Yasmine melirik jam di pergelangan tangan kirinya. 5 menit lagi bel berbunyi. Anak-anak sudah berhamburan ke lapangan siap mengikuti upacara. Bahkan, anak-anak kelas 3 IPA 1 yang terkenal tertib sudah mengatur barisan. Ah, Yasmine merasa kecewa. Percuma saja dia menunggu Indy. Toh, tidak ada waktu lagi untuk bercerita.
Di lapangan, mereka harus tekun mengikuti jalannya upacara. Payahnya, pelajaran pertama sesudah upacara adalah Matematika yang gurunya terkenal killer. Nah,mana ada kesempatan ngobrol? Padahal, Yasmine sudah tidak sabar ingin cerita.
Tepat jam 7, saat anak-anak sudah berbaris. Indy datang dengan nafas terengah-engah. Untung upacara baru akan dimulai. Tergesa, gadis itu menggabungkan diri dengan kelompok Pengibar bendera. Seorang gadis yang sudah siap menggantikannya kembali masuk ke barisannya.

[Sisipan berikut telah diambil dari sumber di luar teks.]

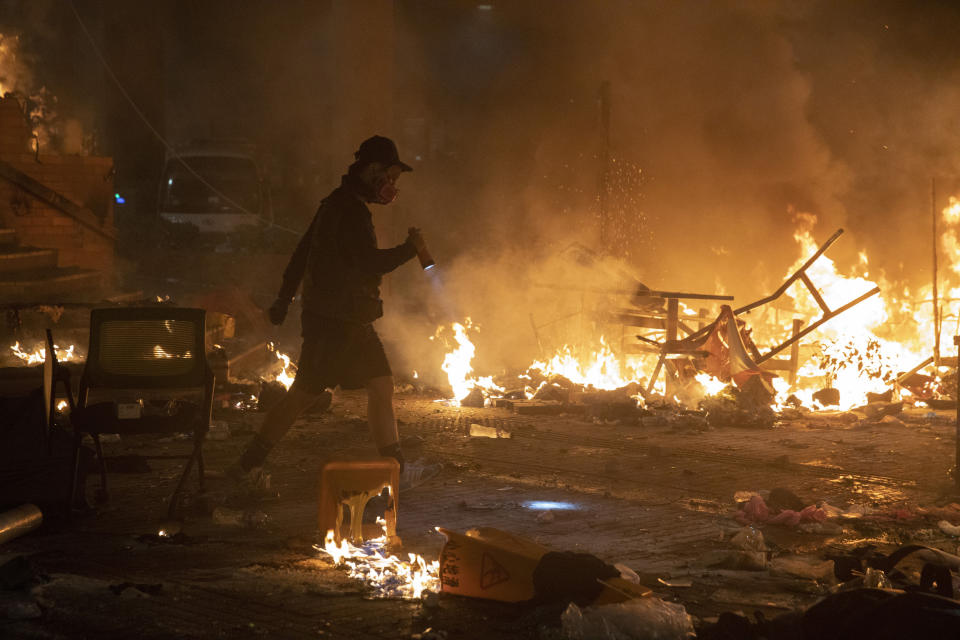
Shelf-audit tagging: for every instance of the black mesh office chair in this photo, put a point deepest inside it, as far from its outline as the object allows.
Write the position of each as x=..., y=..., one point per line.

Di barisannya, Yasmine menghela nafas lega. Dia sudah takut saja, Indy tidak hadir.
Upacara pagi itu terasa berlangsung berjam-jam. Pikiran Yasmine tidak terpusat pada jalannya upacara. Kata-kata Dewa terus mengiang di telinganya. O, betapa ingin dia mendengar komentar Indy bila gadis itu tahu apa yang diucapkan Dewa. Indy pasti terkejut. Matanya yang bulat pasti terbelalak. Ah, Yasmine tersenyum sendiri. Untung tidak ada yang melihat. Kalau tidak, mungkin dia disangka tidak waras.
“Aduh, kukira kamu nggak datang.” Yasmine menghampiri Indy setelah upacara selesai.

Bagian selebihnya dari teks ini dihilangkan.